Prime looked great. Checked everything with a light 2 times. Maybe they over sanded and the areas where the mud was got real smooth and the paper not so much. There are no lines or ridges , just diff textures from mud and paper. They are gone now tho. Won't second guess sunlight again.


----------



## chris (Apr 13, 2011)

Sunlight is every tapers worst enemy. I have been in your shoes more than once and a full skim on sun lit walls is the only way around it other than a specialty primer. Good on you for making it right . The owners of this addition decided they wanted smooth (Level 5) with no baseboard to boot. She had a semi gloss in mind but I was able to steer her out of that. I will get some better pics when job is cleaned up a bit,maybe a short vid


----------



## lrees (Jan 22, 2013)

Whats the rules of paint? When do you want to do that,?(Level 5 or not) When and where??


----------



## moore (Dec 2, 2010)

lrees said:


> Whats the rules of paint? When do you want to do that,?(Level 5 or not) When and where??

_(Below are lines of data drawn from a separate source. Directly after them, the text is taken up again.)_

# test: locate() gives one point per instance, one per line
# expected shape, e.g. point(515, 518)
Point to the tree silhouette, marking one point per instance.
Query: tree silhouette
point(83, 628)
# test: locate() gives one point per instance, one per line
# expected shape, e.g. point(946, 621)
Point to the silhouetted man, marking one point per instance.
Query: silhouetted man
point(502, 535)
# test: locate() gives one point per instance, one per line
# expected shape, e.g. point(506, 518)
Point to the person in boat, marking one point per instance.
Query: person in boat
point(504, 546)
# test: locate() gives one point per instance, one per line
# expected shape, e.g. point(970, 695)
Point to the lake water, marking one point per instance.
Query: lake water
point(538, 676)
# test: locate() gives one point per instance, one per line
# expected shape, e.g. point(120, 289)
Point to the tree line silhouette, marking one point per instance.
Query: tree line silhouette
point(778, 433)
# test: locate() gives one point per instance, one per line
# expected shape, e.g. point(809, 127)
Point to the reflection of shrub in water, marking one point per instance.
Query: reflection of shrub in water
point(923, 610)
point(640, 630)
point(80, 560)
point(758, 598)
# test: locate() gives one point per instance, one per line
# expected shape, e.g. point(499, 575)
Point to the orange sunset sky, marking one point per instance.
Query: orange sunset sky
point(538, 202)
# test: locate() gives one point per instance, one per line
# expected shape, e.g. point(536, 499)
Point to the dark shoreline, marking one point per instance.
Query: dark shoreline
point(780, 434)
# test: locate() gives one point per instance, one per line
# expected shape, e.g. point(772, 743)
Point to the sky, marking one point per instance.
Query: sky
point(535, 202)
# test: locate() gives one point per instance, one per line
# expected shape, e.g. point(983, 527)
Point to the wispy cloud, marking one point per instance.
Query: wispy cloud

 WHEN THEY WANT TO PAY FOR IT!!!:whistling2:


----------



## jcampbell (Aug 26, 2012)

Any if you guys ever use the certainteed L5 primer? If so , do you recommend it. I can get it at the same price as bm drywall primer


----------



## Bazooka-Joe (Dec 31, 2010)

well next time add 3 quarts of mud to 5 gal primer and roller on. I did my house that way with a malmine spike in my paint durable walls no flash and washable surface


----------



## boco (Oct 29, 2010)

Bazooka-Joe said:


> well next time add 3 quarts of mud to 5 gal primer and roller on. I did my house that way with a malmine spike in my paint durable walls no flash and washable surface


 hey dont be telling people my secrets. lol.


----------